Thresholds, by John O’Donohue

Not really a poem this week, although I heard this during a yoga class and it reads like a poem. In the middle of winter, which we are in, and it is gloomy and feels long, endless, the sentiments of this “blessing” and these words struck home. Small things remind us that this season will change, Spring will come and actually things are changing all around us. Almost imperceptibly but still changing. Pause and trust the process. I need this at the moment.

“Within the grip of winter, it is almost impossible to imagine the spring. The gray perished landscape is shorn of colour. Only bleakness meets the eye; everything seems severe and edged. Winter is the oldest season; it has some quality of the absolute.

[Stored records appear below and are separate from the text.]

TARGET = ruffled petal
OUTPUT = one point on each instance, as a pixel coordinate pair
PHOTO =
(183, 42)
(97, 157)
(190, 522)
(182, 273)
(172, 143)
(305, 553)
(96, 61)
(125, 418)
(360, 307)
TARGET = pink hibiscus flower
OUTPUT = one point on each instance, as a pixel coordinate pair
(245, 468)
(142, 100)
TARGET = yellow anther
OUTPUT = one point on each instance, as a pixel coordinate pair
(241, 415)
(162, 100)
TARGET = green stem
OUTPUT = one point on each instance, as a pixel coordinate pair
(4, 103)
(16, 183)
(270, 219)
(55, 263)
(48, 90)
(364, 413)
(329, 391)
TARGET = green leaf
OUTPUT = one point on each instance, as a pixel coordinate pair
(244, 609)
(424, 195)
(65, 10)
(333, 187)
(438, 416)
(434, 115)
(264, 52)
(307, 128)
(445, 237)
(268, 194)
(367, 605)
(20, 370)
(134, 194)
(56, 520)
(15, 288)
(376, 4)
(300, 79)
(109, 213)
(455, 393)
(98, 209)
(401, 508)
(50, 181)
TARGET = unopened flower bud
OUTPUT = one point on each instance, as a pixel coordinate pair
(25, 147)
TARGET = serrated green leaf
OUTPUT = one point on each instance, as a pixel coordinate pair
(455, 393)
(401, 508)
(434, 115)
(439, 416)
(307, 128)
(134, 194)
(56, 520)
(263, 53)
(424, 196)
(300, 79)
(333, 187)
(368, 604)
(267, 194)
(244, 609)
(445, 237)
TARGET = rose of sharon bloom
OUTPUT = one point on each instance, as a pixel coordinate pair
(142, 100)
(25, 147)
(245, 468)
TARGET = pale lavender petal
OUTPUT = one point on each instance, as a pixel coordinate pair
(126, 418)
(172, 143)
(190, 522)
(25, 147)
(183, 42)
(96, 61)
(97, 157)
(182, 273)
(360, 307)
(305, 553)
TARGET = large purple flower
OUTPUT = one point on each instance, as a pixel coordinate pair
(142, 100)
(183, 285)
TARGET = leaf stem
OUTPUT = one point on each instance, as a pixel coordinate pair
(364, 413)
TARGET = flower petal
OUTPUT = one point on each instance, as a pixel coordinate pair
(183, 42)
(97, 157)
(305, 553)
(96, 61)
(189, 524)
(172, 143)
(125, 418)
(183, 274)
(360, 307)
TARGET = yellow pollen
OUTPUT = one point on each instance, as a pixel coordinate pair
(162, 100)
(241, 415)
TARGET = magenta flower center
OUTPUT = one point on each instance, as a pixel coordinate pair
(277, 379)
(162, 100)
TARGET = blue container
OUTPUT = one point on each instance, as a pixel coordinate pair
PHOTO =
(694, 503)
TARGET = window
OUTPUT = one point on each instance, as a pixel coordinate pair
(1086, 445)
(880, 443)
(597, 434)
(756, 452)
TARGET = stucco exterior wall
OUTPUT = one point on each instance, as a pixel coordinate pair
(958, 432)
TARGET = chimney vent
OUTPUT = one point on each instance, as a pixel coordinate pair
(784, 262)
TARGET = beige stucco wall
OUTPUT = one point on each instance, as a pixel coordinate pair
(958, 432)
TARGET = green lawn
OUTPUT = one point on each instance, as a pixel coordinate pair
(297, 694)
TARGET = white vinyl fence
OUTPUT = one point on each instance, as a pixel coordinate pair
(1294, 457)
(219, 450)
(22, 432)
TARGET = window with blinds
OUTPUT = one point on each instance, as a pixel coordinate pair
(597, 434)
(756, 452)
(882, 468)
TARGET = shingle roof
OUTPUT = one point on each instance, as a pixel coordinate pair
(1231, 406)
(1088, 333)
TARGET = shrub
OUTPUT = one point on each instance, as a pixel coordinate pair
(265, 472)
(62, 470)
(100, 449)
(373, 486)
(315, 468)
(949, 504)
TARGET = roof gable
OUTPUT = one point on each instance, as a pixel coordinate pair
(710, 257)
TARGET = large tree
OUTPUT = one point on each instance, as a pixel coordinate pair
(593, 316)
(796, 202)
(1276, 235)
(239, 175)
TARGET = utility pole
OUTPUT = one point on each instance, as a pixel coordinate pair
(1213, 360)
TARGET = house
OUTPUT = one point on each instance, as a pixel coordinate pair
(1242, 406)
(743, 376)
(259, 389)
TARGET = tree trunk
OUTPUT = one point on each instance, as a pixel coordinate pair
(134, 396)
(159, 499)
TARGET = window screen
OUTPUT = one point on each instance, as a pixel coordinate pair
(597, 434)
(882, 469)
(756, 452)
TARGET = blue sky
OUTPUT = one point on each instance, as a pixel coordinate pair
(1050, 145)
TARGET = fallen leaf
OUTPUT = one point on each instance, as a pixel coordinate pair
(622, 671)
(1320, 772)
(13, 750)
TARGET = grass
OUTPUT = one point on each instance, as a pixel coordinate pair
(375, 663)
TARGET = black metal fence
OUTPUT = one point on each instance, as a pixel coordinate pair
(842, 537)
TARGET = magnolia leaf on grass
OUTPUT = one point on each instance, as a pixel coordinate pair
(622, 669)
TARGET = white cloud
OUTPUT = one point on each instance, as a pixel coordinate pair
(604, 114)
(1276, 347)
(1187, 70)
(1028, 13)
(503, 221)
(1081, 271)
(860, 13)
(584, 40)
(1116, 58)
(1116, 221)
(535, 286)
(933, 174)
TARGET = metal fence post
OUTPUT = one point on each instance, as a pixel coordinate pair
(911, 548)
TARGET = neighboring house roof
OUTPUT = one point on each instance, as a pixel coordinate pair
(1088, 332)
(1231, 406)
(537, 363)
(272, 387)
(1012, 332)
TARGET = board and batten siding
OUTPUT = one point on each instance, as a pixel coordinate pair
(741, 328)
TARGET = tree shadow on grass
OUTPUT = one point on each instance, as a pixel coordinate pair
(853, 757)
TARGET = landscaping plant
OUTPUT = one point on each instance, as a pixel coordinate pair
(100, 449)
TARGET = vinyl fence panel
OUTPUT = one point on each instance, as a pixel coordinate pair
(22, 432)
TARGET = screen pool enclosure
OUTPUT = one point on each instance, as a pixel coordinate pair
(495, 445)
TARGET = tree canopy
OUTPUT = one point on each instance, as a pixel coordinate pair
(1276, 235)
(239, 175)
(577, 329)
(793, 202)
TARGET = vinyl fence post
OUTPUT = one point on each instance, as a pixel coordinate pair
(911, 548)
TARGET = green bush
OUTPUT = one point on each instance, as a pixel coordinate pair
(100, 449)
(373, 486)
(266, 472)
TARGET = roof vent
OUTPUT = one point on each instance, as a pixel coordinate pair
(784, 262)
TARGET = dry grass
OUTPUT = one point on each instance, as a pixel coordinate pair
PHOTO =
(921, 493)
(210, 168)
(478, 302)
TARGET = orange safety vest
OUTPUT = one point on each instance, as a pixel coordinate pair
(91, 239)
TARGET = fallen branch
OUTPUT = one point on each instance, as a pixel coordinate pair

Yet beneath the surface of winter, the miracle of spring is already in preparation; the cold is relenting; seeds are wakening up. Colours are beginning to imagine how they will return. Then, imperceptibly, somewhere one bud opens and the symphony of renewal is no longer reversible. From the black heart of winter a miraculous, breathing plenitude of colour emerges.”

“The beauty of nature insists on taking its time. Everything is prepared. Nothing is rushed. The rhythm of emergence is a gradual slow beat always inching its way forward; change remains faithful to itself until the new unfolds in the full confidence of true arrival. Because nothing is abrupt, the beginning of spring nearly always catches us unawares. It is there before we see it; and then we can look nowhere without seeing it.”

“Change arrives in nature when time has ripened. There are not jagged transitions or crude discontinuations. This accounts for the sureness with which one season succeeds another. It is as though they were moving forward in a rhythm set from within a continuum. “

From To Bless the Space Between Us, pp. 47-48.